Em 1756 a 10 de Setembro de 1756, por Alvará Régio de El-Rei D. José I, sob os auspícios do seu Primeiro-Ministro, Sebastião José de Carvalho e Mello, Conde de Oeiras e Marquês de Pombal, foi instituída a Companhia Geral da Agricultura das Vinhas do Alto-Douro, também denominada, Real Companhia Velha.
Formada pelos "principais lavradores do Alto Douro e Homens Bons da Cidade do Porto, à Companhia foi confiada a missão de sustentar a cultura das vinhas, conservar a produção delas na sua pureza natural, em benefício da Lavoura, do Comércio e da Saúde Pública".  
De entre os inúmeros serviços prestados pela Companhia à causa pública, destaca-se como o mais notável a chamada "Demarcação Pombalina da Região do Douro", levada a efeitos entre 1758 e 1761 pelos deputados da Junta da Administração da Real Companhia Velha. 
Mercê desta medida de grande alcance económico, foi delimitada a Região dos Vinhos de Feitoria do Douro, que é a mais antiga Região Demarcada do mundo. 
A importância do Vinho do Porto para a economia portuguesa é tal que, em 1799, o Vinho do Porto representa mais de 50% das exportações portuguesas.
A Companhia passa a operar em mercado livre quando, a 7 de dezembro de 1865, por Alvará Régio do Regente D. Fernando, é declarada livre a exportação através da barra do Porto de todos os vinhos produzidos em Portugal.
Em 1960, Manuel da Silva Reis adquire, com o apoio do banqueiro Pinto de Magalhães, a maioria do capital - assumindo assim a direção da Real Companhia Velha.
Entre 1961 – 1974, a Real Companhia Velha conhece um dos seus períodos de maior expansão, o qual se traduziu por profundas transformações: mudança das instalações da sede; aumento do capital; renovação de equipamentos e modernização tecnológica da vinificação; preparação, tratamento e conservação dos vinhos; e alargamento dos seus negócios.
Em 1979 após períodos conturbados, a Companhia efetuou uma operação comercial envolvendo vinho generoso de várias colheitas, no valor total de 1 000 000 de contos - o que constitui a maior operação financeira jamais realizada na região do Douro.
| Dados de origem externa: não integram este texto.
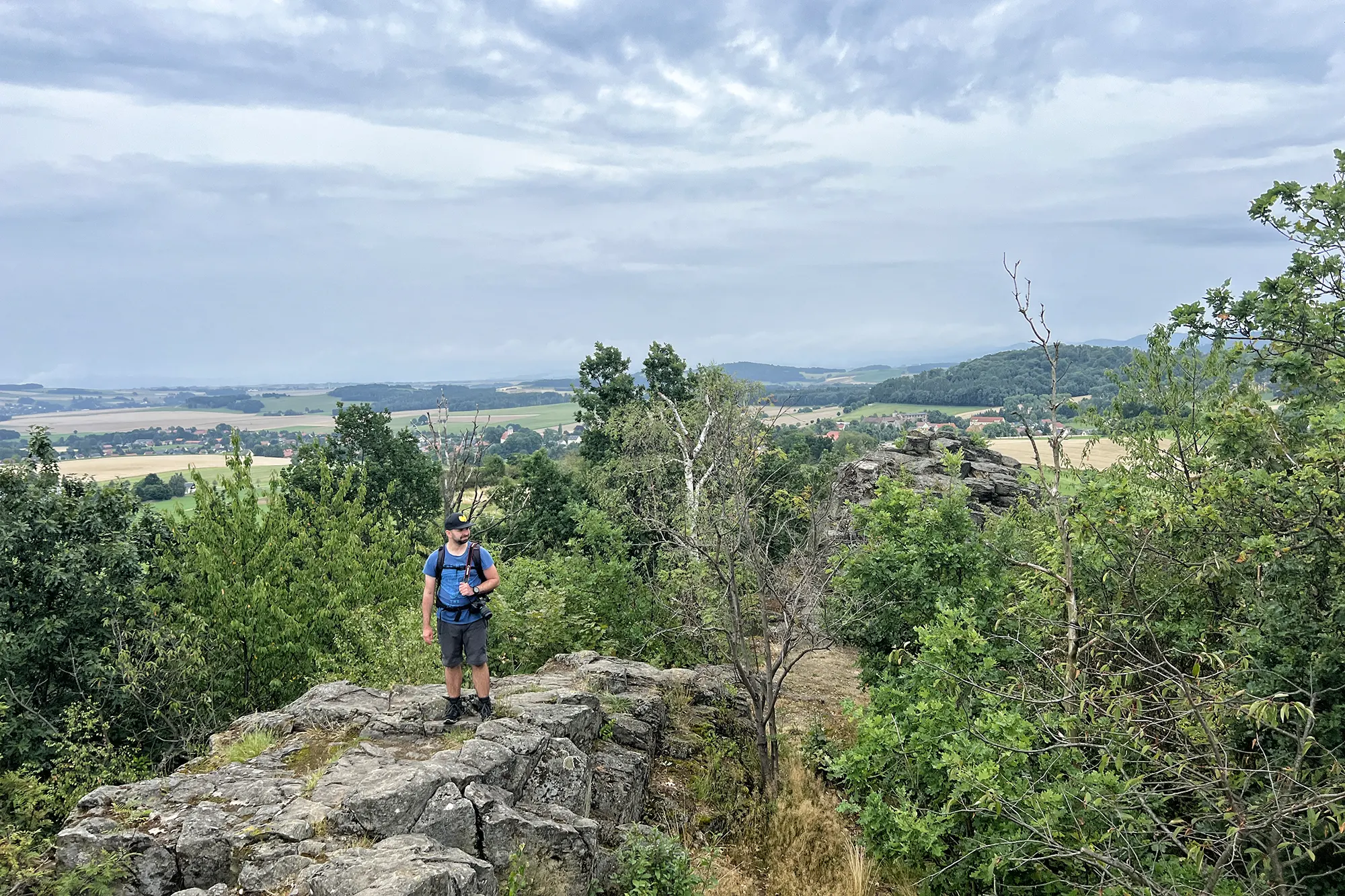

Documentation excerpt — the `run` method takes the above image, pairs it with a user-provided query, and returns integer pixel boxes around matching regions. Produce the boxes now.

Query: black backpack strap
[434,541,490,624]
[434,545,448,602]
[467,541,486,581]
A Empresa volta, assim, a ocupar um lugar de relevo entre os exportadores do Vinho do Porto”. 
Fonte: “realcompanhiavelha.pt”



 Em 19 Maio 1872, p. 2, o “Jornal do Porto” noticiava:
 
 
“A Rampa de Miragaia: concluiu-se ontem a rampa mandada construir em Miragaia para estabelecer comunicação entre a rua de Miragaia e a Nova Alfândega”.
 
 
 
Em 14 de Junho de 1872, o “Jornal do Porto” informava os seus leitores de que, construída a rampa de acesso dos armazéns da Companhia à Nova Alfândega, a Junta d’Obras tinha aprovado que a contribuição da Companhia dos Vinhos deveria ser 200$000 reis.

 
 
 



 

Rampa de acesso do Bairro de Miragaia à Rua Nova da Alfândega, em 1975


 
Uma outra rampa, mais a poente, seria também construída. 
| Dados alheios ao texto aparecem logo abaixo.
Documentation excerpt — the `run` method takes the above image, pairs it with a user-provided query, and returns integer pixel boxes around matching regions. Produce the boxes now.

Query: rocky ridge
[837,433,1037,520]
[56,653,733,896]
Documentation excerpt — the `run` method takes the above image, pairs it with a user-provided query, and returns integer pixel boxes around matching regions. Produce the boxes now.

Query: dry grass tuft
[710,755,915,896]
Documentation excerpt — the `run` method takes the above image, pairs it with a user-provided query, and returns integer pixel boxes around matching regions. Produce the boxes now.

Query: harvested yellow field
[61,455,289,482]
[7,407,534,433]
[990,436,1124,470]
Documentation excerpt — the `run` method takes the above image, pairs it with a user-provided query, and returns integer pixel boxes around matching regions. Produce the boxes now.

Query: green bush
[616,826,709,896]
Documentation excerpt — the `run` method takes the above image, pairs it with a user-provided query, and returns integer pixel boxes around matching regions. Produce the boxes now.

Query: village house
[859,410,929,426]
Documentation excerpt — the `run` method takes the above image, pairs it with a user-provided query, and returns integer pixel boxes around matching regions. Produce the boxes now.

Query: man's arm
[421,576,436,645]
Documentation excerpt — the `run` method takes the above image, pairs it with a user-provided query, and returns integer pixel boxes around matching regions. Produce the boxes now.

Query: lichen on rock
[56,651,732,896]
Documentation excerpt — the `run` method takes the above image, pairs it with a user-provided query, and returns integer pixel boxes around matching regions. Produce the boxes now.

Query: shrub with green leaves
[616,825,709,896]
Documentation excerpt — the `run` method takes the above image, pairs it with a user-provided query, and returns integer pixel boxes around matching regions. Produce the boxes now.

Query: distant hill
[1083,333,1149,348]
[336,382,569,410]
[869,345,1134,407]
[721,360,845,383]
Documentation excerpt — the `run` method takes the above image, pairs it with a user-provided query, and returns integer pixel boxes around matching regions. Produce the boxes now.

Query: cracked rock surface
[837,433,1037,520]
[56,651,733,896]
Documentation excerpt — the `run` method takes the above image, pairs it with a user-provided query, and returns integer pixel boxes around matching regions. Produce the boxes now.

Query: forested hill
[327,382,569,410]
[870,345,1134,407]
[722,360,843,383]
Acesso ao bairro de Miragaia, junto a Monchique, c. 1907, em foto estereoscópica - Ed. H. C. White Co.



Em 1888, instituiu-se a “Real Companhia Vinícola do Norte de Portugal”, sedeada no Porto, com funções de agente intermediário entre a produção e o comércio e de comerciante por conta própria, e que será integrada na Real Companhia Velha, em 1963.
O povo começa a identificar duas Companhias Reais, como a Nova e a Velha.
 
 
 
 

Capa de livro ” A Questão do Douro” da autoria da Real Companhia Vinícola do Norte de Portugal

 
 
A “Real Companhia Vinícola do Norte de Portugal” vai ter os seus armazéns em V. N. de Gaia.

 
 

Localização dos armazéns da Real Companhia Vinícola do Norte de Portugal, actuais instalações da Real Companhia Velha, na Rua Azevedo Magalhães


 
Após a associação, em 1963, da Real Companhia Velha e da Real Vinícola do Norte de Portugal, as caves e instalações da Real Companhia Velha acabaram por ser sedeadas, na Rua Azevedo Magalhães, nº 314, que tinham pertencido à sua associada.
Actualmente, estão sobre a alçada da Real Companhia Velha as quintas das Carvalhas, Acipestres, Cidrô, Casal da Granja e Síbio.
 
 
 
 

Em 1976, as instalações que já foram da Real Companhia Velha e da Real Companhia Vinícola do Norte, no Cais de V. N. de Gaia, na Avenida Ramos Pinto, passaram a museu da Companhia

 
 

Instalações actuais da Real Companhia Velha, em V. N. de Gaia, na Rua Azevedo Magalhães


(Continua)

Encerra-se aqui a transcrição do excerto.